Thin SiO₂ and SiN films were deposited on Si substrate at 30°C using bis(diethylamino)silane (BDEAS) as Si precursor, O₂ or N₂ as the neutral beam gases. The NBEALD cycle was composed as follows: precursor absorption, purge, reactive gases injection, neutral beam irradiation and purge. In this process, neutral beam instead of plasma was used in irradiation step of ALD for providing energy on surface reactions. The thickness of NBEALD Si dielectric films was measured by spectrum ellipsometer. Film quality was investigated by X-ray photoelectron spectroscopy (XPS) to analyze the element composition. The density of the Si dielectric films was studied by x-ray reflectivity (XRR). The surface roughness of the deposited films was investigated by atomic-force microscope (AFM).

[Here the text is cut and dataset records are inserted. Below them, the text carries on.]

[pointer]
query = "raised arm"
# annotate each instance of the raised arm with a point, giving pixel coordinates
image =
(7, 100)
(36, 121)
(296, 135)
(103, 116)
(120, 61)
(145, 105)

SiO₂ films with high quality in terms of chemical composition, surface roughness and mass density are equivalent to that of thermal oxidation films. For the growth of SiN film, the growth per cycle of the feed time was saturated over the 2 sec. The deposition rate was 0.32 Å/cycle. For the XPS results, SiN film showed the strong N-Si₃ peak at 397.5 eV. On the other hand, weak C-NH₂ peak at 399.7 eV, and C=O peak at 531.5 eV were observed. As a result, it suggests that the carbon contamination was amide group that comes from precursor. It can be solved to optimize the NB source power and bias power condition. Hence, N₂ neutral beam with BDEAS achieved the SiN film growth at room temperature.

[1] Johnson R W (2014). Mater. Today. 236-246.

[2] Park J M (2016). ACS Appl. Mater. Interfaces. 8(32): 20865.

[3] Samukawa S (2006). Jpn. J. Appl. Phys. 45(4R):2395.

[4] Chen, H. H., Samukawa, S. (2019). J. Phys. D, 53(1), 015204.